Um jovem de 23 anos foi acusado de tentativa de espionagem depois de ter furtado equipamentos informáticos associados a um militar da NATO e de ter procurado vender a informação à embaixada da Rússia, em Lisboa. De acordo com o Diário de Notícias, o arguido encontra-se em prisão preventiva e foi formalmente acusado a 12 de fevereiro.
O caso remonta ao ano passado e envolve ainda outros crimes, incluindo furto qualificado, uso indevido de documentos de identificação, falsas declarações, pornografia de menores, condução sem carta e denúncia caluniosa. Segundo a mesma fonte, o processo inclui também dois outros arguidos.
Uma conferência no centro do caso
Os factos ocorreram numa altura em que decorria, na Escola da Base Naval de Lisboa, no Alfeite, em Almada, a Conferência Inicial de Planeamento do REP MUS 2025. Escreve o jornal que o evento decorreu entre 3 e 7 de fevereiro de 2025 e reuniu cerca de 300 participantes, na maioria militares.
Em comunicado citado pela mesma fonte, a Procuradoria-Geral da República indicou que se tratava do “maior exercício do mundo dedicado à experimentação robótica de sistemas não tripulados – REP (MUS), do ano de 2025”.
Hospedagem estratégica
Sabendo da realização da conferência, o arguido decidiu instalar-se no mesmo hotel onde estavam alojados militares da NATO. Refere a mesma fonte que o jovem “fazia da prática de furtos modo de vida” e terá escolhido o local com o objetivo de se apropriar de bens.

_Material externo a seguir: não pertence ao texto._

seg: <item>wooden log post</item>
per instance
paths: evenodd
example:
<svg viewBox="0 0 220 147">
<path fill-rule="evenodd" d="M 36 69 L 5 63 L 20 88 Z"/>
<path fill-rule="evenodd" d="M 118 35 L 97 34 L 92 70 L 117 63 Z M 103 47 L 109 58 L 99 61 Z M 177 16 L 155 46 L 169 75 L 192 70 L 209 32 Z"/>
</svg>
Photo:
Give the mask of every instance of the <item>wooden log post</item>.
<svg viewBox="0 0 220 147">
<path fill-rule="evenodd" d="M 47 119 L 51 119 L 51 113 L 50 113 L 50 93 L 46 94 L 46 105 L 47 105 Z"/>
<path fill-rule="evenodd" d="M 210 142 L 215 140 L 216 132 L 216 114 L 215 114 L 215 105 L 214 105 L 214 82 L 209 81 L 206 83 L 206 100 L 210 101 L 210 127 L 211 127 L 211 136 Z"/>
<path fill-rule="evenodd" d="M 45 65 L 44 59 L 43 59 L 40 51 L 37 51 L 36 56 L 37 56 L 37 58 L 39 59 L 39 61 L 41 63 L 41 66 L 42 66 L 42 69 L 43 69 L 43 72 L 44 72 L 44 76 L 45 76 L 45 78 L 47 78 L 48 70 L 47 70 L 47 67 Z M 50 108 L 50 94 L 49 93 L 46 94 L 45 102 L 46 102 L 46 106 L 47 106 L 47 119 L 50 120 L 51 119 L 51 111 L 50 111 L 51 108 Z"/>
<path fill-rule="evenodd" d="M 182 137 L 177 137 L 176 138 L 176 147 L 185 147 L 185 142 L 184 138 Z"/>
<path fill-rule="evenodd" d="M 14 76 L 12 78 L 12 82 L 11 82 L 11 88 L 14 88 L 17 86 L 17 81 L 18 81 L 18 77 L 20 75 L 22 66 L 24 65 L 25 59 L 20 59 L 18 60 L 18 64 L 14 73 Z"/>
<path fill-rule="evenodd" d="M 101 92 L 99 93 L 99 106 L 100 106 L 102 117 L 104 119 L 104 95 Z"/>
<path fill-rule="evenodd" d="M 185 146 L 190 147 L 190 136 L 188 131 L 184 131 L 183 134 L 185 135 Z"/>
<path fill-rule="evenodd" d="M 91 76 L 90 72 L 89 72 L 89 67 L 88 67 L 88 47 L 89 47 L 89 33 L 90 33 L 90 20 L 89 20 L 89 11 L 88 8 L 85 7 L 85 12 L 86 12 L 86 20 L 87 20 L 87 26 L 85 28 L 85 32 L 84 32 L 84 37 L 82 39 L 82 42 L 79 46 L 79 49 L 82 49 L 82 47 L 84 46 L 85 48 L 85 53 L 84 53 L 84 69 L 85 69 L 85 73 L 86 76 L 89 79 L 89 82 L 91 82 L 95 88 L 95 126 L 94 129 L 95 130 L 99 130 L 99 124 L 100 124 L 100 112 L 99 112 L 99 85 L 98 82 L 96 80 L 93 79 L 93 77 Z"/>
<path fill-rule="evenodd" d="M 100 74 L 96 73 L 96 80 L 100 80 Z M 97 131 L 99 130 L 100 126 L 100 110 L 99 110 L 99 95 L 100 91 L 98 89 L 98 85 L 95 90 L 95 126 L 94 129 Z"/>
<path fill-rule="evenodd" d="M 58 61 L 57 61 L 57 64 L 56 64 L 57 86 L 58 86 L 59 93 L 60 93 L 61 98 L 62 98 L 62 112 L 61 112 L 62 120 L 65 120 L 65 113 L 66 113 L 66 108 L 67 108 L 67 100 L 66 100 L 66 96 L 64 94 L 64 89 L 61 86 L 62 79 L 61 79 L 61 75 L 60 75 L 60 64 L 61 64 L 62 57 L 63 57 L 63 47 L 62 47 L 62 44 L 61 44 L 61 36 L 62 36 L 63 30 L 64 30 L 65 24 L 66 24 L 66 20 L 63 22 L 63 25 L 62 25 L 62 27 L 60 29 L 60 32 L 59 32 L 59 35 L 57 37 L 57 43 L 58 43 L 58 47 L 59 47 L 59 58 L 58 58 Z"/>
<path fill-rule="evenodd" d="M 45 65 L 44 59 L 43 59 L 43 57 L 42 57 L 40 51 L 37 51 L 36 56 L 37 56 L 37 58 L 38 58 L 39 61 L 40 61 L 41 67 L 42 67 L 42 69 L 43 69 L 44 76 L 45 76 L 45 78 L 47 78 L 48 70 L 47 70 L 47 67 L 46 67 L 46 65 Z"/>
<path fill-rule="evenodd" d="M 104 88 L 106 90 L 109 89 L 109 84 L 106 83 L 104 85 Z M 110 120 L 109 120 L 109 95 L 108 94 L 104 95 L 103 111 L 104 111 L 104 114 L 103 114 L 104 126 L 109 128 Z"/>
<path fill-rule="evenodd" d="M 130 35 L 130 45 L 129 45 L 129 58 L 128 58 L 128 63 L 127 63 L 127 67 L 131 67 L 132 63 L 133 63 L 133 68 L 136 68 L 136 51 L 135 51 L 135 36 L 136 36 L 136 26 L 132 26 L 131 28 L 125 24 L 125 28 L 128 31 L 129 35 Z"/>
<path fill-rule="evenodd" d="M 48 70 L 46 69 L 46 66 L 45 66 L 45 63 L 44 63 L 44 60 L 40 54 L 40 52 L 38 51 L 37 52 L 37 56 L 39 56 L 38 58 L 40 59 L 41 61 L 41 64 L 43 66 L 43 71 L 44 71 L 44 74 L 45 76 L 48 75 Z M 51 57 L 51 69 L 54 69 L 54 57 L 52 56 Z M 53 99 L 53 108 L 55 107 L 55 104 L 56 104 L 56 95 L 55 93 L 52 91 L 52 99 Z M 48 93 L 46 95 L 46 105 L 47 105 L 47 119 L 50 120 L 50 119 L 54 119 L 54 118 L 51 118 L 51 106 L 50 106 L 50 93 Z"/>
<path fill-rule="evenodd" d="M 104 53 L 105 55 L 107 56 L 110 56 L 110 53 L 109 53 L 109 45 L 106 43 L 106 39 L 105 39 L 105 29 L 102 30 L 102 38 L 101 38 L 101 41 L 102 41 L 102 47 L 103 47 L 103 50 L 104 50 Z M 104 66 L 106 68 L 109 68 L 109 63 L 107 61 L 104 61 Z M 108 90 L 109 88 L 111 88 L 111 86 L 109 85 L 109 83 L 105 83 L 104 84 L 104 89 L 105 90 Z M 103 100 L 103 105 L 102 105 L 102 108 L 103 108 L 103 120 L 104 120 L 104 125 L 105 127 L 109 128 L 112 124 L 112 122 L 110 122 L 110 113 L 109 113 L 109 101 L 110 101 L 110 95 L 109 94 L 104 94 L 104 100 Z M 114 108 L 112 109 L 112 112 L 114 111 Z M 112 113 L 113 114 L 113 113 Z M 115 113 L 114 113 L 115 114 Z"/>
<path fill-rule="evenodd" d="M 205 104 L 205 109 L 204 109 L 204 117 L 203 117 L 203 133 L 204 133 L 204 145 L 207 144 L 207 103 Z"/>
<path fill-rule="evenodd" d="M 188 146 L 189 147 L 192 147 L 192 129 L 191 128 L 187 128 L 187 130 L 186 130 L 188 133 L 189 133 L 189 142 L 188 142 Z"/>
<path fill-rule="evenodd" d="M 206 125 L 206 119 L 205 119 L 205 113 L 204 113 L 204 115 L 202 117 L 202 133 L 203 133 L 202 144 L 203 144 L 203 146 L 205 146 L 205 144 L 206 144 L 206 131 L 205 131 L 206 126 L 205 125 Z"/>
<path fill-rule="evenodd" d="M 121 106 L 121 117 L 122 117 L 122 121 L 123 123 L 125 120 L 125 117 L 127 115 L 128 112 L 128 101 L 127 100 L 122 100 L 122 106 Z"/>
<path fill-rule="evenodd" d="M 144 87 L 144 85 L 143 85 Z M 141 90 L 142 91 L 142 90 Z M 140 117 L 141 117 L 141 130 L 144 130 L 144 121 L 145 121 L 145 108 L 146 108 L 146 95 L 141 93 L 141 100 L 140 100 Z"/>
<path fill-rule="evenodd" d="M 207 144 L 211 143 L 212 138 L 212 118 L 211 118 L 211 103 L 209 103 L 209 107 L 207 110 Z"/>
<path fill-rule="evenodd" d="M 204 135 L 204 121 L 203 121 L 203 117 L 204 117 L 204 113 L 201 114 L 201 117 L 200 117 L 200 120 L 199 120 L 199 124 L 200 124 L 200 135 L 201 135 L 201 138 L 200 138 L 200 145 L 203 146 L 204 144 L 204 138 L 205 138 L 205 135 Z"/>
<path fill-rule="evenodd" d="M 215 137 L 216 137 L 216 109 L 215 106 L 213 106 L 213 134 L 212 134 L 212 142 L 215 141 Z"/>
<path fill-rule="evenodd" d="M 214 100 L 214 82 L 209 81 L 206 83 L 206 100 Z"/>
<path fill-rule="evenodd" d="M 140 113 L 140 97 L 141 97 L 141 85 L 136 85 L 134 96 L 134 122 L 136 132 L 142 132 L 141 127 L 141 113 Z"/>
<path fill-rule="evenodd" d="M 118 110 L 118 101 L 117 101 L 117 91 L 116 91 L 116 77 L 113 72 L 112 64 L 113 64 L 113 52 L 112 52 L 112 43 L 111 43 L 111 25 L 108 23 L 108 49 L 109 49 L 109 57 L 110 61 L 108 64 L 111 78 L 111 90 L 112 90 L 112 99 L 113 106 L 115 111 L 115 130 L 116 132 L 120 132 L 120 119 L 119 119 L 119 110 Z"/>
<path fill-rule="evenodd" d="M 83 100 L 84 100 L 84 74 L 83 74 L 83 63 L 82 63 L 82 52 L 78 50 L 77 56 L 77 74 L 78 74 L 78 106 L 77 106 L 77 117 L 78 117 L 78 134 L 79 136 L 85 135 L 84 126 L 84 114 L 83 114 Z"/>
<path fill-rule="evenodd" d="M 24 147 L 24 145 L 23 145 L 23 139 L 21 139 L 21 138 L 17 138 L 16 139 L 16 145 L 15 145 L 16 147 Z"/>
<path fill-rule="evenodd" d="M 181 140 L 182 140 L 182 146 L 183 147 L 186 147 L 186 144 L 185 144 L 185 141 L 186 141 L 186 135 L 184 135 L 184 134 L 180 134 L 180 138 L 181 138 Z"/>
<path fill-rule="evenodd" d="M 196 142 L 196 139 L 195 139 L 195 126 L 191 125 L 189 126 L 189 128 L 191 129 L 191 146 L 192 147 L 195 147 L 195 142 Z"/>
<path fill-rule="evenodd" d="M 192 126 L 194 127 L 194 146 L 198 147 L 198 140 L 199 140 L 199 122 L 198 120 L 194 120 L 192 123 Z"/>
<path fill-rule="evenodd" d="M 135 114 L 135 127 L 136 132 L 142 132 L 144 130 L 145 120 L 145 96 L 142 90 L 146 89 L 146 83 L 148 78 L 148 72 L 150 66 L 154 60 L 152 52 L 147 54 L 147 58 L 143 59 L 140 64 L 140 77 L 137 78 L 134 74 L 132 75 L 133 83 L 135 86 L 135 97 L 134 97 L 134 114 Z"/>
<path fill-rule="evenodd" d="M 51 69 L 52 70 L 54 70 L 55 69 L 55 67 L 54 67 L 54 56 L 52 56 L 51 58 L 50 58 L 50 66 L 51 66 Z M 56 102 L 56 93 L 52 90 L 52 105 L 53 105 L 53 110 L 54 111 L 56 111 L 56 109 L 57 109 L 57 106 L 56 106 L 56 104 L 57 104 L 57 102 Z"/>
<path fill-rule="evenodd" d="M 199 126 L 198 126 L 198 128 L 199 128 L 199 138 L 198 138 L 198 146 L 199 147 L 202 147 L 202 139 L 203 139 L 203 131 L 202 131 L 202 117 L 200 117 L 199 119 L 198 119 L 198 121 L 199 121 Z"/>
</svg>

No hotel, “apropriou-se de um computador e de um iPad” pertencentes à NATO e à Marinha sueca, afetos a um militar da organização. Conforme a mesma fonte, os equipamentos continham informação que o arguido acreditava ser sensível.
Tentativa de acesso e contacto com a Rússia
Depois de se apoderar dos dispositivos, o jovem tentou aceder ao conteúdo e copiá-lo. A PGR acrescenta, citada pelo jornal, que o arguido, “convicto de que tinha matérias secretas e classificadas em seu poder, tentou aceder ao respetivo conteúdo e copiá-lo e pretendeu colaborar com a Federação Russa”.
Já com os dados na sua posse, deslocou-se à embaixada da Rússia em Lisboa para tentar vender a informação. Segundo a mesma fonte, a tentativa não teve sucesso.
Versão alternativa apresentada pelo arguido
Durante o inquérito, o jovem manifestou disponibilidade para colaborar com as autoridades. Escreve o jornal que alegou a existência de uma organização criminosa dedicada à espionagem e à violação de segredo de justiça, da qual fariam parte mais 11 pessoas, incluindo um inspetor da Polícia Judiciária.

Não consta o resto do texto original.